Advances in Genetic Testing Technology

This new, more sensitive, and more efficient technology comes from a company called Sequenom. It enables testing on smaller biopsy samples that contain fewer cells, making molecular testing an option for even more patients.

Using the Sequenom technology and protocols developed here, every patient with metastatic colorectal cancer at Memorial Sloan Kettering has his or her tumor samples tested for more than 90 so-called hot spot mutations in a single analysis.

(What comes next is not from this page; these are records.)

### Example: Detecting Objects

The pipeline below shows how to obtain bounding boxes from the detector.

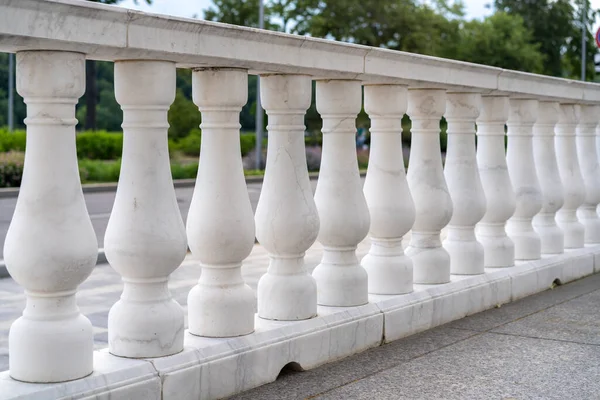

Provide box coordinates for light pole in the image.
[581,0,587,81]
[8,53,15,132]
[256,0,265,169]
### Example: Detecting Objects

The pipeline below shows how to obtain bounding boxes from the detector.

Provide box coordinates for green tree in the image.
[204,0,279,30]
[455,11,544,73]
[494,0,595,78]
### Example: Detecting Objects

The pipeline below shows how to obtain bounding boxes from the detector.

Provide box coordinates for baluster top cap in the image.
[508,99,538,124]
[316,80,362,115]
[365,85,408,117]
[17,51,85,99]
[260,75,312,112]
[408,88,446,118]
[477,96,509,124]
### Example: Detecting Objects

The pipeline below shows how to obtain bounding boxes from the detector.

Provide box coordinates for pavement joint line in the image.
[482,331,600,347]
[304,275,600,400]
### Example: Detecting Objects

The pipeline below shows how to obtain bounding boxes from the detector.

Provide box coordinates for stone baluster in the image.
[576,105,600,244]
[187,68,256,337]
[104,61,187,358]
[4,51,98,383]
[555,104,586,249]
[533,101,565,254]
[406,89,453,284]
[255,75,319,321]
[361,85,415,294]
[506,99,542,260]
[313,80,370,306]
[443,93,486,275]
[476,96,516,268]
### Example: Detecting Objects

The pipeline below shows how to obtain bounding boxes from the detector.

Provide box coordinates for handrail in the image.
[0,0,600,102]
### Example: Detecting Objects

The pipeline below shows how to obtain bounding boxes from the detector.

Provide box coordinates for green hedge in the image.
[0,151,25,187]
[0,129,256,160]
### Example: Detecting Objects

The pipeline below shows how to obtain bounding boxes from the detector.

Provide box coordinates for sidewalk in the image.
[232,274,600,400]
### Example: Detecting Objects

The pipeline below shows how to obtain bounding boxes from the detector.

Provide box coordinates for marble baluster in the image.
[4,51,98,383]
[313,80,370,307]
[506,99,542,260]
[406,89,453,284]
[533,101,565,254]
[476,96,516,268]
[255,75,319,321]
[554,104,586,249]
[104,61,187,358]
[443,93,486,275]
[576,105,600,244]
[361,85,415,294]
[186,68,256,337]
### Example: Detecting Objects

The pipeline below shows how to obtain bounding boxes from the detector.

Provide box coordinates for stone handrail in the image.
[0,0,600,399]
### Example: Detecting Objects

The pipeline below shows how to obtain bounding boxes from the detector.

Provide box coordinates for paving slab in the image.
[492,291,600,346]
[232,274,600,400]
[448,274,600,332]
[316,333,600,400]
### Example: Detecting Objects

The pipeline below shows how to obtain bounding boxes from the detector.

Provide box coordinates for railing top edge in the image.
[0,0,600,103]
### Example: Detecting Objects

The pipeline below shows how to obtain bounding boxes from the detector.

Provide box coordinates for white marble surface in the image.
[0,245,600,400]
[406,89,452,284]
[532,101,565,254]
[555,104,585,249]
[475,96,516,267]
[0,0,600,102]
[575,105,600,244]
[254,75,320,321]
[186,68,255,337]
[361,85,415,294]
[4,51,98,382]
[506,98,542,260]
[313,80,370,306]
[104,61,187,358]
[443,93,487,275]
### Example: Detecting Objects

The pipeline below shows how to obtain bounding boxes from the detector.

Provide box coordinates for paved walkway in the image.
[233,274,600,400]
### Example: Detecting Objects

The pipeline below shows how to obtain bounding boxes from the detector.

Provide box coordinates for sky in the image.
[120,0,600,28]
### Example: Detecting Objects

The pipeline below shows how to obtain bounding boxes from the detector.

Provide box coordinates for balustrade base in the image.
[0,246,600,400]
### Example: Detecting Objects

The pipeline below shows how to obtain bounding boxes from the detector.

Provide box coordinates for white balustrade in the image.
[187,68,256,337]
[443,93,486,275]
[104,61,187,358]
[361,85,415,294]
[4,51,98,382]
[575,105,600,244]
[313,80,370,306]
[555,104,585,249]
[476,96,516,268]
[255,75,319,320]
[533,101,565,254]
[406,89,453,284]
[506,99,542,260]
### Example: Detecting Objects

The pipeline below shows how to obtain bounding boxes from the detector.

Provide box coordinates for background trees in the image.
[0,0,597,134]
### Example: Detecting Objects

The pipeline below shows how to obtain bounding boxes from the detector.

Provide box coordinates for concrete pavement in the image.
[232,274,600,400]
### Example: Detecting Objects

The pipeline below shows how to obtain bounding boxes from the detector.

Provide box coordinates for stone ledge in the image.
[0,246,600,400]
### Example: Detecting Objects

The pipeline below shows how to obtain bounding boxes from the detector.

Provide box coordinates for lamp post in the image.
[256,0,265,169]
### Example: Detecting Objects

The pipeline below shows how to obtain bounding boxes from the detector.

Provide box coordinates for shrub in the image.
[76,131,123,160]
[176,129,202,157]
[0,129,26,152]
[306,146,321,171]
[171,163,198,179]
[240,133,256,157]
[0,151,25,187]
[356,149,369,169]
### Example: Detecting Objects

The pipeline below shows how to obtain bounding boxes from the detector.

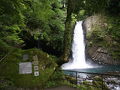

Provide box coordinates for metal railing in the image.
[63,70,120,90]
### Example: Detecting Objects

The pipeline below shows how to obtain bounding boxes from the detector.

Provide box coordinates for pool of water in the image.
[63,65,120,73]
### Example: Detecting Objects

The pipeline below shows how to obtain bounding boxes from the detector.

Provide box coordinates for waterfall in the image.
[62,21,92,69]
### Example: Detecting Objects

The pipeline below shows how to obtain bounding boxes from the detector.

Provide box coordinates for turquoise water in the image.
[65,65,120,73]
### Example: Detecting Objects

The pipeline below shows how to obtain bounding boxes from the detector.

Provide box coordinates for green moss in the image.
[0,49,57,87]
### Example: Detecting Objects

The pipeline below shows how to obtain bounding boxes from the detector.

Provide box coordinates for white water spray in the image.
[62,21,92,70]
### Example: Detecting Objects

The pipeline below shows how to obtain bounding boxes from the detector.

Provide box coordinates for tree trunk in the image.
[63,0,72,62]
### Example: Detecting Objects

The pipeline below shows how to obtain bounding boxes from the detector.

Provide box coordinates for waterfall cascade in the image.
[62,21,92,70]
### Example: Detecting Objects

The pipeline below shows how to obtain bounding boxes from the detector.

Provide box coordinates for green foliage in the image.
[0,49,57,88]
[46,70,65,88]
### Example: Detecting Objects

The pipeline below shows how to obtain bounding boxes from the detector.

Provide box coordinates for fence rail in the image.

“We are genetically analyzing the tumor and then using that information to guide therapy,” Dr. Saltz says. “This means that if we find specific genes that are mutated or activated, we can use either standard or investigational chemotherapy drugs that specifically interact with those genes.”

Molecular Testing in Action

In some types of colorectal cancers, mutations in the AKT signaling pathway can contribute to the growth and aggressive spread of colon cancer cells, as well as making them more resistant to chemotherapy. (A signaling pathway is a group of molecules in a cell that work together to control one or more cell functions, such as cell division or cell death. Abnormal activation of signaling pathways can lead to cancer.) “There are drugs currently entering into clinical trials that are designed to inhibit, or block, this growth pathway,” notes Dr. Saltz. “If molecular testing of a patient’s biopsy sample reveals a mutation in the AKT pathway — with no mutations in parallel pathways — then that individual would be a prime candidate for considering one of these trials.” In this case, the AKT pathway mutation is what is known as an inclusionary marker, meaning that patients with such markers are likely to be eligible to be included in current trials of investigational drugs that target the mutation.

There are also exclusionary markers that can be helpful in determining which treatments will not benefit a particular patient. For instance, colorectal patients with mutations in the KRAS gene, which encodes a cell signaling protein, do not respond to the standard chemotherapy drugs panitumumab (Vectibix®) and cetuximab (Erbitux®). Consequently, patients with KRAS mutations can receive other drug combinations to treat their cancer, but would be spared needless exposure to these agents that we know in advance won’t work for them.

“This is real-time personalized medicine,” Dr. Saltz concludes. “It is a concept that has been talked about for some time and is now becoming a reality for our patients with metastatic colorectal cancer.”